I'm working in a concurrent environment when index being built by Spark job may receive updates for same document id from the job itself and other sources. It is assumed that updates from other sources are more fresh and Spark job needs to silently ignore documents that already exist, creating all other documents. This is very close to indexing with op_type: create, but the latter throws an exception that is not passed to my error handler. Following block of code:
.rdd
.repartition(getTasks(configurationManager))
.saveJsonToEs(
s"$indexName/_doc",
Map(
"es.mapping.id" -> MenuItemDocument.ID_FIELD,
"es.write.operation" -> "create",
"es.write.rest.error.handler.bulkErrorHandler" ->
"<some package>.IgnoreExistsBulkWriteErrorHandler",
"es.write.rest.error.handlers" -> "bulkErrorHandler"
)
)
where error handler survived several variations, but currently is:
class IgnoreExistsBulkWriteErrorHandler extends BulkWriteErrorHandler with LazyLogging {
override def onError(entry: BulkWriteFailure, collector: DelayableErrorCollector[Array[Byte]]): HandlerResult = {
logger.info("Encountered exception:", entry.getException)

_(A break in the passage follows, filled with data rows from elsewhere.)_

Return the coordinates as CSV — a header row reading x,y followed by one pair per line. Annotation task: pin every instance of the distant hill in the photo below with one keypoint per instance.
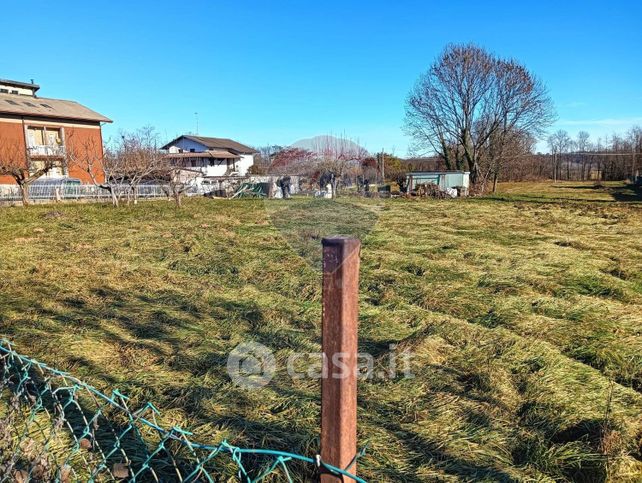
x,y
319,144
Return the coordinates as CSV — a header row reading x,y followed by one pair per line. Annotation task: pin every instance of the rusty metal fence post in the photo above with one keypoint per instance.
x,y
341,256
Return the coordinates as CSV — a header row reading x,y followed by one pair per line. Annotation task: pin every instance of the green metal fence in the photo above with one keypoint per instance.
x,y
54,427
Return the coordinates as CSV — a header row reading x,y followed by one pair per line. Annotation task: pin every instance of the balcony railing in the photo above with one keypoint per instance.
x,y
46,150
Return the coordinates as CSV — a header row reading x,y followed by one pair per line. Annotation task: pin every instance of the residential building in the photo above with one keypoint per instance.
x,y
210,157
453,182
48,129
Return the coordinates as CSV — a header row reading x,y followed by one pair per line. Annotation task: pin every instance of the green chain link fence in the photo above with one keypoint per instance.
x,y
54,427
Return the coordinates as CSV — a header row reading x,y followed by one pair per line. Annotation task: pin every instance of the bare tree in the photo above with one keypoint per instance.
x,y
559,143
470,98
105,170
25,168
338,159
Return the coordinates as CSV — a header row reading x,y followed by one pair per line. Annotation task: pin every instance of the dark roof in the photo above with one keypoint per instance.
x,y
27,85
215,143
49,108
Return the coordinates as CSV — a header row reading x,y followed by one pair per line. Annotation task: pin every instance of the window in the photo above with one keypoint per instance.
x,y
42,136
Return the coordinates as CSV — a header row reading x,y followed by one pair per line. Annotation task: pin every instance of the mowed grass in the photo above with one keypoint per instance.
x,y
524,317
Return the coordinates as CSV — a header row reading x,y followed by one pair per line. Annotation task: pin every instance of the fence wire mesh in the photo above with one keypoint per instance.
x,y
76,192
54,427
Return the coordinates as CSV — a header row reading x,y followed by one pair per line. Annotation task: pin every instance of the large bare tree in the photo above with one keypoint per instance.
x,y
25,168
469,98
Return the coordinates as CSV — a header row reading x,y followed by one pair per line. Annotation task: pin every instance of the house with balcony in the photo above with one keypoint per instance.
x,y
45,130
207,157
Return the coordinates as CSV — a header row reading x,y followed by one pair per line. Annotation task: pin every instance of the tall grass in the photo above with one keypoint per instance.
x,y
524,318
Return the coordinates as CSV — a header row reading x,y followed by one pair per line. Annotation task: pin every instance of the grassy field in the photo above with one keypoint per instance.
x,y
523,312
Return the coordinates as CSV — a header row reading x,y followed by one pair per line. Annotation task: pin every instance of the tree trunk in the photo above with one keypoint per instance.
x,y
24,192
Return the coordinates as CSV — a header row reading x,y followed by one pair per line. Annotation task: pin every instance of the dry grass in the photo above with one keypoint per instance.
x,y
524,314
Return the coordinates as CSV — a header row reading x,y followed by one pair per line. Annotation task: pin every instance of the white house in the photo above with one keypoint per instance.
x,y
212,157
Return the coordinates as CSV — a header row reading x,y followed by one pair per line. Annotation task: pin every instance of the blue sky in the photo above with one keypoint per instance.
x,y
275,72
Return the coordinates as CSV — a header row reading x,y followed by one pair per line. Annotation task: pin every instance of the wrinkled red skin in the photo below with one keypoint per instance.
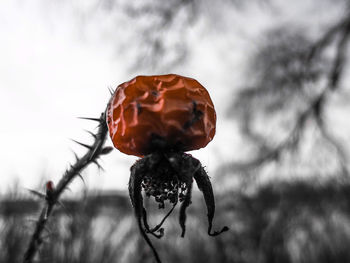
x,y
176,109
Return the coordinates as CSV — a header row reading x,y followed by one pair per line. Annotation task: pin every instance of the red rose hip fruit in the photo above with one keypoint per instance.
x,y
160,113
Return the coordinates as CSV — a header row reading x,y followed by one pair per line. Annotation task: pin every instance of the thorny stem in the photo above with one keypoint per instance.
x,y
93,153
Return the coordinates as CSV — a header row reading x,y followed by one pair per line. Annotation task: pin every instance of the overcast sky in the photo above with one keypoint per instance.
x,y
57,60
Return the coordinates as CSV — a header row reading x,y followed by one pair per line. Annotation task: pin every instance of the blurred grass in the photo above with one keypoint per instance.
x,y
280,222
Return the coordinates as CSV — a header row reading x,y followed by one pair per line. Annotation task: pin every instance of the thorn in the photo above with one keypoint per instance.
x,y
90,119
91,133
111,91
82,144
34,192
82,178
98,165
106,150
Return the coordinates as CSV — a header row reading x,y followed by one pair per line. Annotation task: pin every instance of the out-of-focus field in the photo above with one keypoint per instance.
x,y
283,222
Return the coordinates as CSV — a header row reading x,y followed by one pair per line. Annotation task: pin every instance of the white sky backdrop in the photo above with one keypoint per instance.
x,y
56,66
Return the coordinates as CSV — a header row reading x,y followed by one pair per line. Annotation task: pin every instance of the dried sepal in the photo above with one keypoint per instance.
x,y
204,185
135,188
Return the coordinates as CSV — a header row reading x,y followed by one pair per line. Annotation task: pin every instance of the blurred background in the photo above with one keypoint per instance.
x,y
278,74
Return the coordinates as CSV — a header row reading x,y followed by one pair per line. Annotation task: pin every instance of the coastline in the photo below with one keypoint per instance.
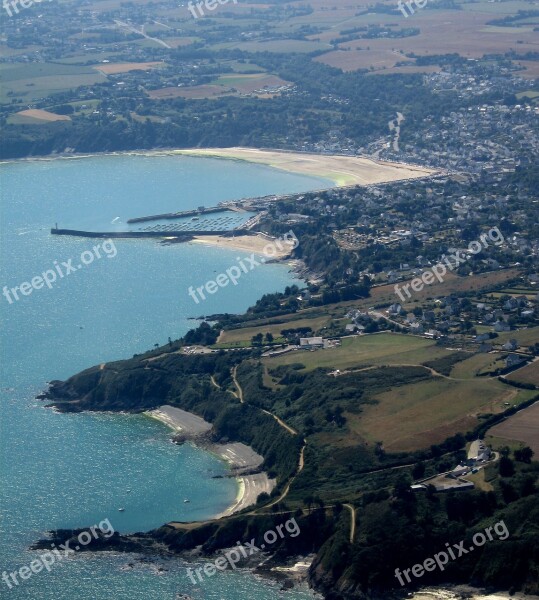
x,y
242,459
247,243
458,592
338,169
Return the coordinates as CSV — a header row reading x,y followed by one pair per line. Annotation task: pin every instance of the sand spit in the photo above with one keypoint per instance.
x,y
241,458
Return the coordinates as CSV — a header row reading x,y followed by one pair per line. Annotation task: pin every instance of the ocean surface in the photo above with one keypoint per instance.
x,y
73,470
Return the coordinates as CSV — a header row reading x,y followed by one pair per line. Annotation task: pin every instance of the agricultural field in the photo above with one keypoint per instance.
x,y
477,365
35,80
246,333
527,374
521,427
525,337
33,116
115,68
415,416
380,349
451,283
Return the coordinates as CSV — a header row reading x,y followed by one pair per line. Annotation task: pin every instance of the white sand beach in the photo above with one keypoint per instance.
x,y
457,592
180,420
341,170
250,243
240,457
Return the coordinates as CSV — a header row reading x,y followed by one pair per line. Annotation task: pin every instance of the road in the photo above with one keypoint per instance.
x,y
352,521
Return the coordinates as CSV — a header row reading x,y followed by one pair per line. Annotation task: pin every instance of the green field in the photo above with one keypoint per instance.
x,y
380,349
36,80
523,336
415,416
475,365
246,333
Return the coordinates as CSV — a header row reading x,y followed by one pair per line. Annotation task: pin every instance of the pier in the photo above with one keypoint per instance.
x,y
178,235
183,213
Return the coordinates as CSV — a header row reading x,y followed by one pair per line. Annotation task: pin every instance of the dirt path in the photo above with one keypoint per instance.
x,y
281,422
301,464
239,394
352,521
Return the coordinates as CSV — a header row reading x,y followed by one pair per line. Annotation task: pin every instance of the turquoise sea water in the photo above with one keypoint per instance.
x,y
76,470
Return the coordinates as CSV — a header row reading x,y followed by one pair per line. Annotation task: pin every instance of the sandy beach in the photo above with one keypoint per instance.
x,y
240,457
249,243
457,592
180,420
341,170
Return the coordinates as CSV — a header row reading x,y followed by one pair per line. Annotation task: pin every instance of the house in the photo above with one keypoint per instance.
x,y
311,343
510,345
511,304
482,337
514,360
478,452
395,309
416,328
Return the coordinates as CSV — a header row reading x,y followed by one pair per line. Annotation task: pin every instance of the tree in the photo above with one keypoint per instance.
x,y
418,471
507,468
524,454
256,340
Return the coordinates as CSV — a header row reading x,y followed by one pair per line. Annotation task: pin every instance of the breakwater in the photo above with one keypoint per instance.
x,y
180,235
180,214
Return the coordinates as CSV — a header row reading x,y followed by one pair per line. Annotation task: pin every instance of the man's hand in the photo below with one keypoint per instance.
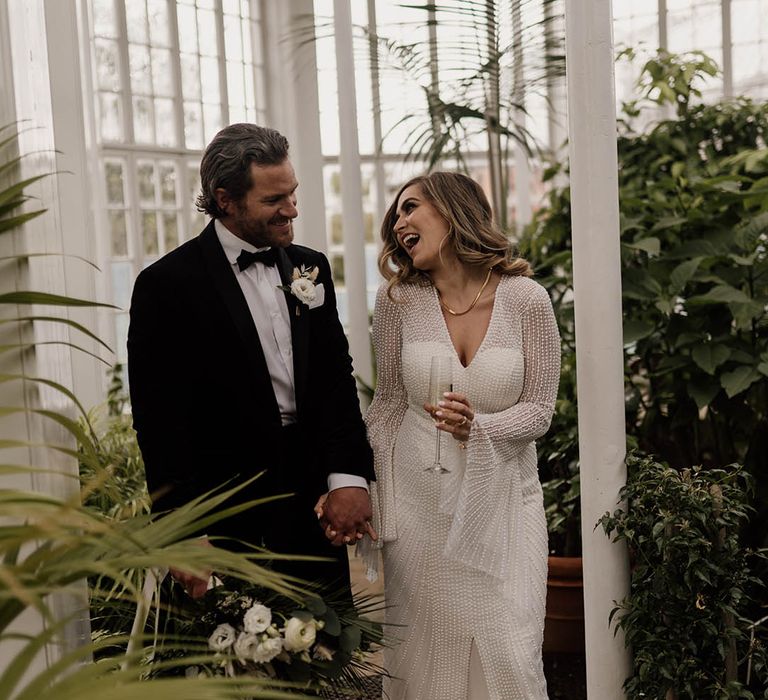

if (entry.getException.getMessage.contains("version_conflict_engine_exception")) {
logger.info("Encountered document already present in index, skipping")
HandlerResult.HANDLED
} else {
HandlerResult.ABORT
}
}
}
(i obviously was checking for org.elasticsearch.index.engine.VersionConflictEngineException in getException().getCause() first, but it didn't work)
emits this in log:
org.elasticsearch.hadoop.EsHadoopException: Could not write all entries for bulk operation [186/1000]. Error sample (first [5] error messages):
org.elasticsearch.hadoop.rest.EsHadoopRemoteException: version_conflict_engine_exception: [_doc][12]: version conflict, document already exists (current version [1])
(i assume that my error handler is not called at all)
and terminates my whole Spark job. What is the correct way to achieve my desired result?